ESMs have been created by numerous national and international laboratories, including DOE, with the goal of offering actionable projections of Earth system variability and change.

McCoy is the principal investigator on the project and will collaborate with Andrew Kirby, an associate research scientist in the UW School of Computing. Additionally, the following researchers from Pacific Northwest National Laboratory will be grant collaborators: Johannes Muelmenstaedt, a global atmospheric modeling Earth scientist; Israel Silber, an atmospheric research and measurements Earth scientist; and Susannah Burrows and Andrew Gettelman, both Earth system modeling Earth scientists.

"Fusing observations with ESM simulations allows evaluation of how causality flows from warming and human-generated aerosols to clouds and precipitation," McCoy says. "Based on this evaluation, we can understand how microphysical processes affect observed climate-scale variability and how this affects climate projection by ESMs."

McCoy adds this research will contribute to the broader goals of UW's Perturbed Physics Ensemble Regression Optimization Center for ESM Evaluation and Development (PROCEED). PROCEED is a DOE EPSCoR (Established Program to Stimulate Competitive Research) grant that supports researchers in UW's Department of Atmospheric Science and School of Computing, and at the University of Hawaii-Manoa. The infrastructure built at UW for PROCEED will directly enable the work funded by this DOE grant.

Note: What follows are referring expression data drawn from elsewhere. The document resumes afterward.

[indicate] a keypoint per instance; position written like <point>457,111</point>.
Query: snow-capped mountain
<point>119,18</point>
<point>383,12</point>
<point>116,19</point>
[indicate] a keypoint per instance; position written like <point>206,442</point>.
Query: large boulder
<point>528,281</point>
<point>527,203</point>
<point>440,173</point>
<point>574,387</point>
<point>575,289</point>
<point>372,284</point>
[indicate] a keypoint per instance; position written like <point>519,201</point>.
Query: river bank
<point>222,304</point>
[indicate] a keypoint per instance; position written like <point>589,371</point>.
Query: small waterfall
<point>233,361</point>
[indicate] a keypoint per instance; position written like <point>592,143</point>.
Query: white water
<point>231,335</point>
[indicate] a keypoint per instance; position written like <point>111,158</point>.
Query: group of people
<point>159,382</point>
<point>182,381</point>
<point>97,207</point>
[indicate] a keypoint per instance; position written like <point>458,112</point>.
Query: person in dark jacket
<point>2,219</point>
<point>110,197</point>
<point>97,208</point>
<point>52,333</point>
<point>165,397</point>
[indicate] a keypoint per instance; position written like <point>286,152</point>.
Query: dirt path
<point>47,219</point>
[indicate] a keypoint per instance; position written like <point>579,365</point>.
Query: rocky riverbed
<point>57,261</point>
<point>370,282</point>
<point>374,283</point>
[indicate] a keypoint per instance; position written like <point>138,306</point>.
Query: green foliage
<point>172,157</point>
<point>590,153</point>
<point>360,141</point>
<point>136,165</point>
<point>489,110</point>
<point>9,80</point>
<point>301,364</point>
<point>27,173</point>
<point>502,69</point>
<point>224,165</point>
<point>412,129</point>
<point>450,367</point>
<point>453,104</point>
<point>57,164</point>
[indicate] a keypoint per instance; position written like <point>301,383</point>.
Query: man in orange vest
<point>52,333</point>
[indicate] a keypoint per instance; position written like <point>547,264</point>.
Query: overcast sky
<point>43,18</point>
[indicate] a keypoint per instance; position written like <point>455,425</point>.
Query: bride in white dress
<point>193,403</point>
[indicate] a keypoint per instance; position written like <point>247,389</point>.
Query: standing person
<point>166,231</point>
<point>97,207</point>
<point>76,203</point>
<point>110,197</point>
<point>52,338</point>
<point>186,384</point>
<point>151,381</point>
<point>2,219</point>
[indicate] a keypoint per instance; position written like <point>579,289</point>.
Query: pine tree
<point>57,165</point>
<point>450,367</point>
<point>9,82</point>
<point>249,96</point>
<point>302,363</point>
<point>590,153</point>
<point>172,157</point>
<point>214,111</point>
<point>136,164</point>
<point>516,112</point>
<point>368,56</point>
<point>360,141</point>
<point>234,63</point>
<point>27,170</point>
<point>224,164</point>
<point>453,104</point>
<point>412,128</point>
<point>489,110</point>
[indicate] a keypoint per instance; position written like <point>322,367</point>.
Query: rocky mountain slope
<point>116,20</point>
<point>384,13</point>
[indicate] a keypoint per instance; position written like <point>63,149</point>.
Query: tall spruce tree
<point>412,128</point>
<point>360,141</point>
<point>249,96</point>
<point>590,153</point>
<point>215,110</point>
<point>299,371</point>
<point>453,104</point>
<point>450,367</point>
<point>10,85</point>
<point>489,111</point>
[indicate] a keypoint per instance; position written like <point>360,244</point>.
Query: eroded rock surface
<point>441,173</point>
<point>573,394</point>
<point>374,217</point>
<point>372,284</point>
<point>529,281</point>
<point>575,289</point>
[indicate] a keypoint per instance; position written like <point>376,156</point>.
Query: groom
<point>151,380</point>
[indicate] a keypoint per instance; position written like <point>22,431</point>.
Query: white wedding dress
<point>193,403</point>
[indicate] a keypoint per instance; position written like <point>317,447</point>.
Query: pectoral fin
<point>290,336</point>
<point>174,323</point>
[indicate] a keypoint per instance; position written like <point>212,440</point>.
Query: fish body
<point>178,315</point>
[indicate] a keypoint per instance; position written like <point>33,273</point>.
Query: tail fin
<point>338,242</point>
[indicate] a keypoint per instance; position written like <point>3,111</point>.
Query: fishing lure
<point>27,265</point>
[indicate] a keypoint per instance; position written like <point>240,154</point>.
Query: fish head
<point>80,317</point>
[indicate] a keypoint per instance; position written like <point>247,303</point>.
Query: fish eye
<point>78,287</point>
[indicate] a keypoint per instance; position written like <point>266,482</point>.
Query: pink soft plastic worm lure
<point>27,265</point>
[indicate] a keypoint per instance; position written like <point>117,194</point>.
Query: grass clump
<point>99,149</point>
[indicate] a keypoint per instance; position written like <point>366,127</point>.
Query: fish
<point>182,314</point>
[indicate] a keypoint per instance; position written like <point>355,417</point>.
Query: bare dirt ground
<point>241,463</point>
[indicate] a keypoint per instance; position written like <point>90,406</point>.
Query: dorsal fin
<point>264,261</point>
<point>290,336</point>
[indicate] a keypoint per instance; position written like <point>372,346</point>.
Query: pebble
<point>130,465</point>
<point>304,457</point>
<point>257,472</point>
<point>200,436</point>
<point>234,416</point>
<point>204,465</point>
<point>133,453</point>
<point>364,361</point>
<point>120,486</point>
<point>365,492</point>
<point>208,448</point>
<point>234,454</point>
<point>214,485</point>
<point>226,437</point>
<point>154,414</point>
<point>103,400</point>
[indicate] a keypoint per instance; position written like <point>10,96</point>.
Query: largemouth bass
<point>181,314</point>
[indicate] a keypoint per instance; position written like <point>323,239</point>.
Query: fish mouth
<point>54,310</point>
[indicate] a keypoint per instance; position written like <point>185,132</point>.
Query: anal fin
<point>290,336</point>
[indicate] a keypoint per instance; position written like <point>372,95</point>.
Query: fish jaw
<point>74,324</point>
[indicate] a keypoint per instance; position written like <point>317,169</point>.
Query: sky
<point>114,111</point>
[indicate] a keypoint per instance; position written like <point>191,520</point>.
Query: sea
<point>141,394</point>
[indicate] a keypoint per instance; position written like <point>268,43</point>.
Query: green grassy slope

"We are excited to be given the opportunity to work on these questions at UW, and this will be synergistic with the U.S. Climate Variability and Predictability Program (CLIVAR)-funded workshop 'Micro2Macro: Origins of Climate Change Uncertainty' being held at UW in October," McCoy says.

The upcoming workshop has been funded by the National Science Foundation, the National Oceanic and Atmospheric Administration and DOE to convene 120 scientists from the university and national laboratory communities to discuss research needs for understanding how microscale processes impact climate projections. A summary white paper from the workshop will be presented to federal program managers in Washington, D.C., McCoy says.